Joe Paterno was three years younger than my father and JoePa outlived dad by almost two years. I admired both men greatly, partly because of their decency which may have been responsible for their moral naivete. Recently Angelo Cataldi became indignant over Paterno’s remarks to the Washington Post that even if the report to him about Jerry Sandusky’s antics in the shower were more specific, the head coach wasn’t sure what he would have done because he did not know what man-rape was. Angelo could not imagine someone being that ignorant in the ways of the world. I can. My parents and parents-in-law were of the same generation as JoePa, the so-called “Greatest,” a demographic of Americans not reared on HBO and totally lacking in knowledge of gentlemen’s clubs and lap dances. Of course, Angelo knows all about the black side of sexual conduct because his regular guests are strippers and he admits to surfing for porn in off hours. But that doesn’t prevent Angelo from being outraged over JoePa’s innocence. This is where we are culturally — those who know the perversions tarnish the reputations of those who don’t. (And can anyone imagine the human resources officers at Penn State calling in JoePa at the age of 75 to attend a seminar on man-boy relations?)

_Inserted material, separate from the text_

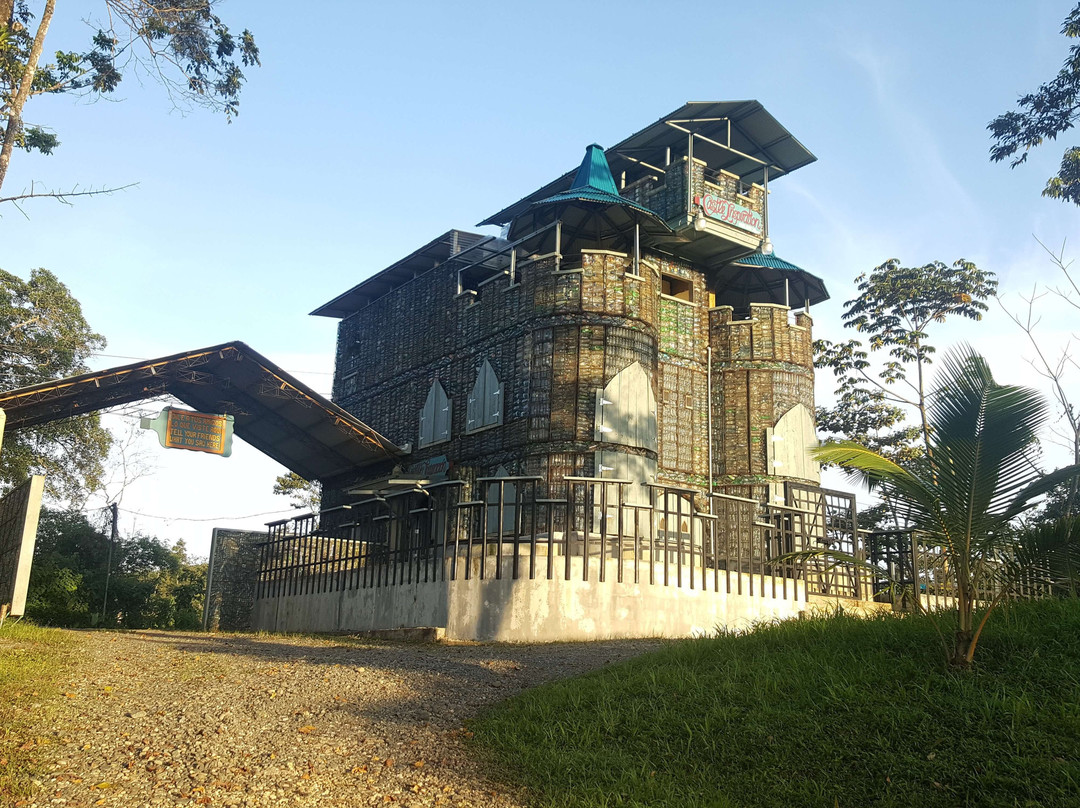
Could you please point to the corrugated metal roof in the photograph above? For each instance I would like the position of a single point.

My dad died a Penn State fan but it took him a while to warm up to the Nittany Lions’ head coach. The problem was JoePa’s reaction to the 1969 National Championship game. To put that incident in perspective, I resort to a story at ESPN:
The Nittany Lions went 5-5 in 1966, and Paterno responded not only by designing a new defense, but by shifting his best talent to that side of the ball. In the third game of the 1967 season, Penn State almost upset No. 3 UCLA, losing 17-15. The Nittany Lions fell to 1-2. However, they didn’t lose another game until 1970.

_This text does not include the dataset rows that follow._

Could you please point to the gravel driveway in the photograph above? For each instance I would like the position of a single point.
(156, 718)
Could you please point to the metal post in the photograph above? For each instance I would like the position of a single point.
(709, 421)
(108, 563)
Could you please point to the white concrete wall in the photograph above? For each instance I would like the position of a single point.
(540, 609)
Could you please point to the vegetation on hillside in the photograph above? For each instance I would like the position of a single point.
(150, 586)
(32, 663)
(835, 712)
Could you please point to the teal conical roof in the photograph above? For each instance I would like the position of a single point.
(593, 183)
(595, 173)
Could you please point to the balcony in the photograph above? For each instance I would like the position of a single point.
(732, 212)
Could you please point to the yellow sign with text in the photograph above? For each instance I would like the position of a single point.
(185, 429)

Penn State won the last seven games of the 1967 season, tied Florida State, 17-17, in the Gator Bowl, and went 11-0 in each of the next two seasons. In 1968, Penn State finished second to undefeated, untied Ohio State. In 1969, the Nittany Lions finished the regular season ranked third behind No. 1 Texas and No. 2 Arkansas, who played on Dec. 6. President Richard Nixon not only attended the game, but after the Longhorns won, 15-14, with a dramatic late-game touchdown, he declared them national champion.
In his career at Penn State, Paterno, a Republican, befriended almost every Republican president. He gave a nominating speech for George H.W. Bush at the 1988 Republican Convention at the Louisiana Superdome, the same building where Penn State had won Paterno’s first national championship six seasons earlier. The Penn State media guide included photos of Paterno with Gerald Ford, Ronald Reagan and George W. Bush.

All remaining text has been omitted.